Liber amoricum in honour of Lord Slynn of Hadley, Vol.I: Judicial review in European Union law

Author (Person)
Publisher
Publication Date 2000
ISBN 90-411-1372-X (Vol.I)
Content Type

Book abstract:

This volume is published in honour of Lord Slynn of Hadley. Appellate judges from Australia, Canada, Finland, France, Germany, Norway, India, Israel, the Netherlands, New Zealand and the United States, have joined with savants from the International Court, the Court of Human Rights, the International Trade Organisation, the Foreign Office and the Universities of Oxford, London and Cambridge, amongst others to fill this and other volumes in his honour.

Gordon Slynn was called to the Bar by Gray's Inn in 1956 where he practised in commercial and common law before being appointed first as Junior Counsel to the Ministry of Labour and then as Junior Counsel to the Treasury. In 1981, on the recommendation of Lord Hailsham and on nomination of the then government he was appointed Advocate General to the European Court of Justice.
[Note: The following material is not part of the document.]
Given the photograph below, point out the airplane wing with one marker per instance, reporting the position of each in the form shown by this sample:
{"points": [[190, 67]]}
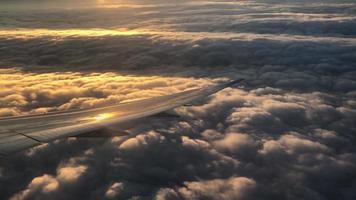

In 1988, as Advocate General, he was appointed a Judge of the European Court of Justice until in 1992 he returned to the main stream of the English judicial system as a Lord of Appeal in Ordinary and life peer, taking his seat in the House of Lords as Lord Slynn of Hadley. This appointment was in recognition of his success at Luxembourg and also a demonstration of the determination of the UK to assimilate European Law at the highest judicial level.

Contributors to the volume discuss their personal memories and experiences of Gordon Slynn and each presents an essay on some aspect that is closely allied with Lord Slynn's work. The volume is split into five parts. Part one, 'The European Court of Justice and the Court of First Instance', includes a look at the judge-made law of the European Community's Courts, the theory of interpretation and the Court of Justice, and a day in the life of a judge. Part two, 'Forms of judicial review before the European Courts', examines public interest litigation, reform of Article 234 procedure and preliminary rulings on the interpretation of mixed agreements. Part three, 'Forms of judicial protection in the European legal order', discusses the 'EU Human Rights Charter' and the Union legal order, fundamental rights in European Union law after the Treaty of Amsterdam and the sanction of Member States' serious violations of Community law.

Part four, 'European Law before the national courts', examines, among others, the attitudes of English, French and Italian courts towards European law. Finally, part five, 'Judicial review and substantive law', discusses competition appeals, collective dominance, judicial review of Commission decisions on state aids to airlines and the principles of subsidiarity and proportionality in Community social and employment law.